Düren. Man fühlte sich fast wie zu Hause. Munter plaudernd gingen die Gäste hinunter in den kleinen feinen Theaterraum im „Komm”, suchten sich einen Sitzplatz, und eine wenig auffällige Frau mittleren Alters reichte ihnen die Hand und begrüßte sie: Margie.

Mittendrin will sie sein, die erwartungsvolle Atmosphäre spüren, ihre Gäste ganz von Nahem sehen. „Kinsky legt los” heißt das Soloprogramm, mit dem Margie Kinsky am Montag im „Komm” auftrat.

Man kennt die temperamentvolle Mutter vom Improvisationstheater „Springmaus” und darf gespannt sein, wie sie jetzt loslegen will. Die Damen im Zuschauerraum sind weit in der Überzahl, und die Männer scheuen sich, in der ersten Reihe zu sitzen. Aber da jeder Platz besetzt ist, muss man schließlich auch ganz vorne Platz nehmen.

Margie, in Jeans und karierter Bluse, will ihr Publikum kennenlernen, sie fragt einfach drauflos, wer von wo gekommen ist. „Für wen bin ich ein Gutschein?” will sie wissen, und lachend bekommt sie die entsprechenden Antworten. Oder ist sie vielleicht ein Trostpreis? Dann legt sie los, mit Alltagsgeschichten, scharf beobachtet und witzig dargestellt. Die moderne Mutter beispielsweise geht ihr unbeschreiblich auf die Nerven, wenn sie ihre kleine Tochter -zigmal ermahnt „Charlotte - nein. Neihein!” Und Charlotte macht weiter, was sie will. „Da krieg ich eine Regung”, erzählt Margie, „eine Regung, da kann man nix für, die kommt einfach so aus mir raus.” Und sie beschreibt wortgewaltig, wie sie voller Empörung der Mutter Bescheid gesagt hat.

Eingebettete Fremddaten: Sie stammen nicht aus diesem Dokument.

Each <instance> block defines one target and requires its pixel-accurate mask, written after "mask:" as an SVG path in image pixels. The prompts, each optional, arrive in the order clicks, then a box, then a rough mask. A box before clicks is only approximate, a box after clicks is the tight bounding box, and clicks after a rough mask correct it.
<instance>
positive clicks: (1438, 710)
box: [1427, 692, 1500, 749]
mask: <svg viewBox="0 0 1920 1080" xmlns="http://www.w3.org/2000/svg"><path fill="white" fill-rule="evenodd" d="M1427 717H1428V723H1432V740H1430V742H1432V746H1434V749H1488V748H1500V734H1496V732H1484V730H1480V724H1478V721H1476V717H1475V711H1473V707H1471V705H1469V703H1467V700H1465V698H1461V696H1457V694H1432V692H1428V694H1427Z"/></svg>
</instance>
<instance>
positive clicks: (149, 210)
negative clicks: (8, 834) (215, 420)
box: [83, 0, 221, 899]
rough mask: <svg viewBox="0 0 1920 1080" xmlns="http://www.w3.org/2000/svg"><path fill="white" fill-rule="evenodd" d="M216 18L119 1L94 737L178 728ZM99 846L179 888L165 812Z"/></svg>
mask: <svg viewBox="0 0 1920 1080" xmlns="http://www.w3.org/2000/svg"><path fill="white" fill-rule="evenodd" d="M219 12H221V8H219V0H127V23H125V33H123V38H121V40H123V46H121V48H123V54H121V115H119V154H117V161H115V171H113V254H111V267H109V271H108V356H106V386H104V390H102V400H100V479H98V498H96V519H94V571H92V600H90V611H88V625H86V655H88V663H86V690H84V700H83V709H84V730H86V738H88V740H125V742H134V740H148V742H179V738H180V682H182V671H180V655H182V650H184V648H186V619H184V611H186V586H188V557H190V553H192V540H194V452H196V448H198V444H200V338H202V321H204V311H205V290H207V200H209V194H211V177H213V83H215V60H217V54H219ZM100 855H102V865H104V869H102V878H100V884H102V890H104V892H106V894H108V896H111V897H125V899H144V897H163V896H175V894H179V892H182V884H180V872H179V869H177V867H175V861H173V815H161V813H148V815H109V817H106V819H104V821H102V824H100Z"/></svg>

Die lieben Kleinen geben Stoff für so manche herrliche Anekdote. Wer kennt nicht die Situation in der Nähe der Supermarktkasse, wenn ein Kind darum bettelt, dass man ihm Süßigkeiten kauft? Um die Hilflosigkeit der Väter noch krasser darzustellen, bat sich Margie aus der ersten Reihe den Karl auf die Bühne; der sollte sich nun durchsetzen gegenüber den raffinierten Einfällen eines hartnäckigen kleinen Mädchens. Ein köstlicher Spaß, und Karl wurde zum „Superpapa” erklärt!

Viel gelacht wurde über die Vergleiche von jungen mit älteren Frauen, über Tattoos und String-Tangas und natürlich über „Marita Nettekoven”, die ahnungslos im Swinger-Club landet. Und auch über deren gute Ratschläge, wie eine Frau nach 27 Ehejahren auf der Hut sein muss, damit sie überhaupt noch als Frau wahrgenommen wird. Alles sehr emotional, energiegeladen und pointiert. Das gefiel nicht nur den Damen, auch die Herren hatten ihren Spaß daran, wie Margie Kinsky, das Temperamentsbündel, Dampf ablässt.